Tourismusbeauftragter hält Heimaturlaub für möglich
Der Tourismusbeauftragte der Bundesregierung, Thomas Bareiß, sagte der Nachrichtenagentur dpa, große Fernreisen würden in diesem Jahr eher ausfallen. "Es steht für viele Heimaturlaub auf dem Programm." Er gehe davon aus, dass das möglich sein werde, "hoffentlich auch schon im Sommer". Dazu brauche es aber klare Sicherheitskriterien. "Sicherheitsabstände, regelmäßige Desinfektion oder auch Tests für Personal und Mitarbeiter sind sicher vorstellbar."
Deutschland sei groß und habe sehr viele schöne Reiseziele, sagte Bareiß. "Aber in der Tat kann es natürlich an besonders beliebten Zielen auch zu Problemen kommen. Sicherheitsregeln und Abstand spielen diesen Sommer eine große Rolle." Handtuch an Handtuch am Nordseestrand werde es nicht geben.

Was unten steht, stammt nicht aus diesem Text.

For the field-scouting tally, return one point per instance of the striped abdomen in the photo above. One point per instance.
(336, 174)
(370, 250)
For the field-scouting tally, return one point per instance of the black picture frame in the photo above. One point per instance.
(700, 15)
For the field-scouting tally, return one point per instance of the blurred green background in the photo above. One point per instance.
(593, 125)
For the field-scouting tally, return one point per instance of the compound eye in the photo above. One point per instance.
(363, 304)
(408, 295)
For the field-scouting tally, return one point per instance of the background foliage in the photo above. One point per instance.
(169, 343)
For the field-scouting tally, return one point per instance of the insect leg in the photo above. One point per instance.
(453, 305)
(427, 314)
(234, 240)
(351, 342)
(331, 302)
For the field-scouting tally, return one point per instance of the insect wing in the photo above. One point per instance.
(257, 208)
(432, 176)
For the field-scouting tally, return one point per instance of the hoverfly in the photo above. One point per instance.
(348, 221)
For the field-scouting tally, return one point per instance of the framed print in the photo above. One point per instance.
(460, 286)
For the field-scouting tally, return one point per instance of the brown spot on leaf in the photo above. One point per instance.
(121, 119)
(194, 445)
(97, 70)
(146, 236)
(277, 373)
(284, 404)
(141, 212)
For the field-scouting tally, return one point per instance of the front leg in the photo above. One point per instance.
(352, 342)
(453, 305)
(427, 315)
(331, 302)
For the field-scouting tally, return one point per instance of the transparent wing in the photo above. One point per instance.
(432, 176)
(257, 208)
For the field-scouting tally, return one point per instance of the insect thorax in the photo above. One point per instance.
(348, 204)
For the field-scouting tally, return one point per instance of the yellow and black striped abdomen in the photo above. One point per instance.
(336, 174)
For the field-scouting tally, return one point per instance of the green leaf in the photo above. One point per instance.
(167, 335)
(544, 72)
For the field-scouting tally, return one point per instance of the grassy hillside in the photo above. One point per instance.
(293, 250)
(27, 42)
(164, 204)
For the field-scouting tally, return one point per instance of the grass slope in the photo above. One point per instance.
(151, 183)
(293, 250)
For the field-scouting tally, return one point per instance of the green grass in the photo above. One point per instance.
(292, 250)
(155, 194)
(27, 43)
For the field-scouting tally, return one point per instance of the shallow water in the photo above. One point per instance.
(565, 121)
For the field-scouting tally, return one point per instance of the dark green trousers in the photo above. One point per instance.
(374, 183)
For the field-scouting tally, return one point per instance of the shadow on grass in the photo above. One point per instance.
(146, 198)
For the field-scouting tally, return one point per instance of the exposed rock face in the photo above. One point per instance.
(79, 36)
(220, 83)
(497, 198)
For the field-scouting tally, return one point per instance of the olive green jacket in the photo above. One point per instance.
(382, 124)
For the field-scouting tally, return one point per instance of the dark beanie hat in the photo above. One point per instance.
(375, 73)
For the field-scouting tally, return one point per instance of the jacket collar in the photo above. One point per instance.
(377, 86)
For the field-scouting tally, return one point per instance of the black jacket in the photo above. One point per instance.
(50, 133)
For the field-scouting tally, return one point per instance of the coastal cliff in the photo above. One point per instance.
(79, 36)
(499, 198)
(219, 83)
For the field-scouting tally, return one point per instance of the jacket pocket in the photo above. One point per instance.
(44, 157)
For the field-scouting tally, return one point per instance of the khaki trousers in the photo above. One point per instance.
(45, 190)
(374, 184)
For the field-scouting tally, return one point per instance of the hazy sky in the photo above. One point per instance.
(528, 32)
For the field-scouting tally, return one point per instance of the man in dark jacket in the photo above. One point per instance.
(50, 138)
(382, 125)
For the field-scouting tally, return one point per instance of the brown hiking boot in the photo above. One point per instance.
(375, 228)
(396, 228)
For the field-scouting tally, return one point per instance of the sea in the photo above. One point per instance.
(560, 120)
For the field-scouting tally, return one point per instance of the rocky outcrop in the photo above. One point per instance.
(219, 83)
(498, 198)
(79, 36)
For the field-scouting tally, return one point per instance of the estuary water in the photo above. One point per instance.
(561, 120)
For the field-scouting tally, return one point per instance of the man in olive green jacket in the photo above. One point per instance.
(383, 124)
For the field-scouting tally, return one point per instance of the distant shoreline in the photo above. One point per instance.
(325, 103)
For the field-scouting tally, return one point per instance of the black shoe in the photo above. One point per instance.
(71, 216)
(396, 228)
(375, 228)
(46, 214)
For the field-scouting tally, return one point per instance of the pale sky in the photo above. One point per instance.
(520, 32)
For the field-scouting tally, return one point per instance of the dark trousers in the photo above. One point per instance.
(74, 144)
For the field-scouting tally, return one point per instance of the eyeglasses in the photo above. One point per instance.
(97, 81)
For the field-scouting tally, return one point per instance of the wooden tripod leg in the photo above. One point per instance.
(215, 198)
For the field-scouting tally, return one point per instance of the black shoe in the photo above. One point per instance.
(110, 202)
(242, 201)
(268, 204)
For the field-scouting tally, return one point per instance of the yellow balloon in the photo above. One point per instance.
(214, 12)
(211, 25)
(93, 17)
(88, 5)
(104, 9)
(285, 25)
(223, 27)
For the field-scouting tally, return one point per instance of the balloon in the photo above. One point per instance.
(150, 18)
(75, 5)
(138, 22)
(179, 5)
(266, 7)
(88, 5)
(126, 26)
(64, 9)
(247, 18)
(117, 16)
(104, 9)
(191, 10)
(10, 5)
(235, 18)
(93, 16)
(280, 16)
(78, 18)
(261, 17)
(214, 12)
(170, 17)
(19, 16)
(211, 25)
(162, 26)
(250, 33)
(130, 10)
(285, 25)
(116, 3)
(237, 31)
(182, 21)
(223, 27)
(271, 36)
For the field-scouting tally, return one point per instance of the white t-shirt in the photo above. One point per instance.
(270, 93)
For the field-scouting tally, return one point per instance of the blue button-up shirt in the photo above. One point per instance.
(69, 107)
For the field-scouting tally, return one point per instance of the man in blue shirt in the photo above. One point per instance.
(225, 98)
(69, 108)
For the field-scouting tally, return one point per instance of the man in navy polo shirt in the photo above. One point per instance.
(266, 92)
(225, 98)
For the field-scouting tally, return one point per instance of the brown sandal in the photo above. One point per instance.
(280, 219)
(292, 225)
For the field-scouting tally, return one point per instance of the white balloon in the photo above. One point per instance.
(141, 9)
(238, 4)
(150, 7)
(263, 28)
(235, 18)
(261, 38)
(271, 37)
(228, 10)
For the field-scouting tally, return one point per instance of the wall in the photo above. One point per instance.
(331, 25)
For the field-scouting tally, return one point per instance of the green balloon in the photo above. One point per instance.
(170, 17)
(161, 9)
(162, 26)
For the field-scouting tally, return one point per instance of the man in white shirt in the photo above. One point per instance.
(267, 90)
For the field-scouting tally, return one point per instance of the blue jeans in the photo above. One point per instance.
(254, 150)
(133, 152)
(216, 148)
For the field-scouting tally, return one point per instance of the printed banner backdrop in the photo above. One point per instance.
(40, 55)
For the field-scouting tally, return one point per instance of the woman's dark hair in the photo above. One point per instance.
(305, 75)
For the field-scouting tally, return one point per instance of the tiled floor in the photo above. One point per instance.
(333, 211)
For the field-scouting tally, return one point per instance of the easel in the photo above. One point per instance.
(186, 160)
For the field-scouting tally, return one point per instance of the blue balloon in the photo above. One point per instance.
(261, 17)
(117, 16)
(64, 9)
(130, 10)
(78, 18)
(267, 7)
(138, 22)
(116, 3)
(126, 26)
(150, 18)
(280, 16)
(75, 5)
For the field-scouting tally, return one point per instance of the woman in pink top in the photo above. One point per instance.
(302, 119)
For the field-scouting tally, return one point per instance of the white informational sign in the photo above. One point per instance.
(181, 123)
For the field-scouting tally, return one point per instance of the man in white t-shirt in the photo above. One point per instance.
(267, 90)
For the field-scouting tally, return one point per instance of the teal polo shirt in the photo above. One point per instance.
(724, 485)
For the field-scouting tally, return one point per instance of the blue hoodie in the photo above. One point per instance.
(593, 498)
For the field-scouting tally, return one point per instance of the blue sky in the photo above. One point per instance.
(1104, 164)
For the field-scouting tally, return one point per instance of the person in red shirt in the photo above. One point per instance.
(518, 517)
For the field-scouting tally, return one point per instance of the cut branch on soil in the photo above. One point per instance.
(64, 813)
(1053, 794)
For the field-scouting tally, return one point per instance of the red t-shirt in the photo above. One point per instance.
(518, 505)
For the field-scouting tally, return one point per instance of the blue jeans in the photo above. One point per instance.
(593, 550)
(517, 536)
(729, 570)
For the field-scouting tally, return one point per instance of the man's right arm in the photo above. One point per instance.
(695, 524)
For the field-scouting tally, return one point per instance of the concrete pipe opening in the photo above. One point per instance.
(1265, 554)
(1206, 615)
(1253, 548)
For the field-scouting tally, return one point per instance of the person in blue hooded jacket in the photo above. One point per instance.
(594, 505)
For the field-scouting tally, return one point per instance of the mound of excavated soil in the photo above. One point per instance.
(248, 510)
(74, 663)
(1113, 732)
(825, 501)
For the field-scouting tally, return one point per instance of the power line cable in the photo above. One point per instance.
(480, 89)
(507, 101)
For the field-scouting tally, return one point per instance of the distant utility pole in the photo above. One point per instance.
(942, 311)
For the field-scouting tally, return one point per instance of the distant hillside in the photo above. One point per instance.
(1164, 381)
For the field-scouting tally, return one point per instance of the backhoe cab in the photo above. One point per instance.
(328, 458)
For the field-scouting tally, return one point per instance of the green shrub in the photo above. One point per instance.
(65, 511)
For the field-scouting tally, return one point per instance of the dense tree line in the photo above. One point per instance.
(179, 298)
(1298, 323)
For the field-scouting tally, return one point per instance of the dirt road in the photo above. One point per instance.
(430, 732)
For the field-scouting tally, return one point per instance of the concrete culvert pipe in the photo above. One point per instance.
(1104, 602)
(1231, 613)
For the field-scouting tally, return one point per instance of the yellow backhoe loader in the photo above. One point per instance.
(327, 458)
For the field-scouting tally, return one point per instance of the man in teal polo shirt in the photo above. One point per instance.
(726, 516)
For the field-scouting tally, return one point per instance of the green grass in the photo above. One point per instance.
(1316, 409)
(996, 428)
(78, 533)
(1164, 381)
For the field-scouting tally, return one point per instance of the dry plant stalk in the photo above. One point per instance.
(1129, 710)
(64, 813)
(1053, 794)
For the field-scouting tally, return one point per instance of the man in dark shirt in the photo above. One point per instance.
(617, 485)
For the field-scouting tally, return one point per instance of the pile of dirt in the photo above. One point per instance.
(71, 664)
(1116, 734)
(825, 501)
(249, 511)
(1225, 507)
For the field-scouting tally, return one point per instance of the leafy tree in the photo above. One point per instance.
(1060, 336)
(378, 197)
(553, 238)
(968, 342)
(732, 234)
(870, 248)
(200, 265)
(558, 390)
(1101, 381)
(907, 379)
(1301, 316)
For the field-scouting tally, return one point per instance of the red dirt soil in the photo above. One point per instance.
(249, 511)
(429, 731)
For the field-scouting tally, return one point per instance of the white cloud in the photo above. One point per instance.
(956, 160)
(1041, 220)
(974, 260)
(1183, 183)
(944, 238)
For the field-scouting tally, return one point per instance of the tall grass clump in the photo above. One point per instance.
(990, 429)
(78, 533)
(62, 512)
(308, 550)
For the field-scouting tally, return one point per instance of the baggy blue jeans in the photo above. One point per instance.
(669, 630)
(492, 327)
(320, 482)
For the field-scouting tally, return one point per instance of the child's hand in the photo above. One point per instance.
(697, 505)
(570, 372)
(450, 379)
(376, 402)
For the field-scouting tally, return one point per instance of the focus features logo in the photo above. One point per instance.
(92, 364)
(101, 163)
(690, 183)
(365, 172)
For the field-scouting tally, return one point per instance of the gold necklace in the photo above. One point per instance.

Bareiß sprach sich auch für vorsichtige Lockerungen bei der geltenden weltweiten Reisewarnung aus, die bis zum 3. Mai gilt. Diese habe das Auswärtige Amt ausgesprochen. Ende April soll entschieden werden, wie mit der Reisewarnung weitergeht. "Aus Sicht der Wirtschaft und des Tourismus würde ich es begrüßen, wenn in laufenden Abständen die Lage neu bewertet wird und gegebenenfalls Anpassungen und vielleicht auch vorsichtige Lockerungen vorgenommen werden." "Wir brauchen transparente Meilensteine und keine unbefristete Reisewarnung."
Reisebranche fordert Schutzschirm
Der Deutsche Reiseverband (DRV) befürchtet unterdessen eine Pleitewelle in der Tourismusbranche. 60 Prozent der Reisebüros und Reiseveranstalter sehen sich unmittelbar von der Insolvenz bedroht, wie aus einer Umfrage des Verbandes unter seinen Mitgliedern hervorgeht, die der "Bild am Sonntag" vorliegt. Jedes fünfte Unternehmen musste demnach bereits Mitarbeiter entlassen, 80 Prozent der Unternehmen mussten staatliche Hilfen beantragen.
Die Mehrheit der rund 11.000 Reisebüros und 2300 Reiseveranstalter würden die Krise nicht überleben, "wenn die Bundesregierung nicht bald einen Schutzschirm über die Branche spannt", warnte DRV-Präsident Norbert Fiebig in der Zeitung. Schon jetzt seien mehr als 4,8 Milliarden Euro Umsatzausfälle zu beklagen, bisherige Soforthilfen würden nicht ausreichen.